Posted in Food, Health, Poetry
Today’s a tired day. I must admit
I’m feeling every decade of my age.
And that’s okay – in fact, appropriate,
for I have overdone by any gauge:
at first in travel far beyond my nest,
and then in catching tasks that I put off
to go. Today I’m home and plan to rest,
and read, and smoke enough I have to cough.
The weather suits: May gray and vernal chill.
I’ve earned fatigue – it’s not from grief or stress.
I don’t need underwear or shoes – I will
increase my sitting time and hurry less,
with nothing but my Kindle on my lap,
and nothing on my mind but when to nap.
Anticipating missing plumbing, bed,
the food my fussy appetite demands,
I went to earth reluctantly. Instead
of rough conditions, I had calmer hands,
more restful sleep, a better moving gut,
than what I am accustomed to at home.
I ate but never snacked; I healed my butt;
I seldom missed my mirror or my comb.
And maybe it was Chula Vista years,
or camping in Death Valley, tufa fields
and rattlesnakes, but lack of noise appears
a solace; life away from cars appeals.
It’s not a matter of intelligence,
that everything about the place made sense.
Uncertain about toilets, sleeping rough,
the river work, the weather, and the wet,
I valued sibling benefits enough
to purchase neoprene and risk regret.
We rafted down a canyon fifty miles,
engorged in desert, walled in stone and glass.
We followed currents, threaded boulder aisles,
and rapidly succeeded middle class.
I never worried. I felt no distress.
My biggest problem may have been cold feet,
and they were warmed ashore. I must confess,
my satisfaction with the trip’s complete.
As if we poured oblations, we were graced
with life’s perfection everywhere we faced.
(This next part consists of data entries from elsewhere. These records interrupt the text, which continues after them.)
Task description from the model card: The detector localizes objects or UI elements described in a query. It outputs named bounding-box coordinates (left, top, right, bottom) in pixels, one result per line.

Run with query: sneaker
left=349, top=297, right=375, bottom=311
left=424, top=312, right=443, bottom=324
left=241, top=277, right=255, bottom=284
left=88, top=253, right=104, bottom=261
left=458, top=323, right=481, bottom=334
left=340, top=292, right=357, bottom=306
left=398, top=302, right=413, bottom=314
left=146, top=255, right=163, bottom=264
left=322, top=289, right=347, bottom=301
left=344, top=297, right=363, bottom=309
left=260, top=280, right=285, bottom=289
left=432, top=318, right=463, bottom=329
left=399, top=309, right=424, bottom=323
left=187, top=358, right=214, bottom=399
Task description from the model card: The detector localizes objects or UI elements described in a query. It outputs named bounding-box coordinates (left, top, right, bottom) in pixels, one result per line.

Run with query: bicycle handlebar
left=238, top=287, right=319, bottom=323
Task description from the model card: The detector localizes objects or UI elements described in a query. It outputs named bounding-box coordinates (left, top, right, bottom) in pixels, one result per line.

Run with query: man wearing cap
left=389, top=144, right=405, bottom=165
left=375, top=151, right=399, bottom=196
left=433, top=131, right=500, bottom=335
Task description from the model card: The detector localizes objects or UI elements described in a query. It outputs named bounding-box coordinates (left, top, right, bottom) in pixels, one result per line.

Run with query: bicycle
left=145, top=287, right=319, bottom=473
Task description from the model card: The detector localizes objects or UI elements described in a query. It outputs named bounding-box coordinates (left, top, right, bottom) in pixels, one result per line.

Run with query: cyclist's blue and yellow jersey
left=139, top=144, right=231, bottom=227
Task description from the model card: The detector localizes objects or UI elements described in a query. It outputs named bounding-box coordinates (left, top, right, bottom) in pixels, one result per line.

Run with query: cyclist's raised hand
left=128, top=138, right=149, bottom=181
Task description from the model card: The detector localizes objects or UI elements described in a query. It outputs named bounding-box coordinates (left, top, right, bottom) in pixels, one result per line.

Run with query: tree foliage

Five days away from Internet and phone
exceeded expectation. We fifteen
had solitude where no one was alone
except for shitting minutes. In between
the rafting, we conversed or dined or slept
without alarms or heartburn. Global news
could not invade us. Nowhere that we stepped
was marked by human past or present use.
The ground beneath me every night felt strong
and giving: sleep was thorough; dreams were sweet.
My body timing never did me wrong –
the urges were appropriate, complete,
and fleeting. Nothing far and not a week
bestowed ideas I hadn’t thought to seek.
A human life’s too short to comprehend
the purpose of existence. What we see
is just a slice of time and space. The end
defies our wisdom like infinity.
We needn’t solve the question to survive
to reproduce our traits through progeny;
by hit or miss, we found some ways to thrive
without enlightenment, in entropy.
So if a few have glimpsed a wider view,
and sensed dimensions strung beyond our own,
the vision didn’t prosper them – it’s true
perhaps, but useless. It may stay unknown
for all it’s worth – to further no one’s aim,
except an oddball digging through God’s game.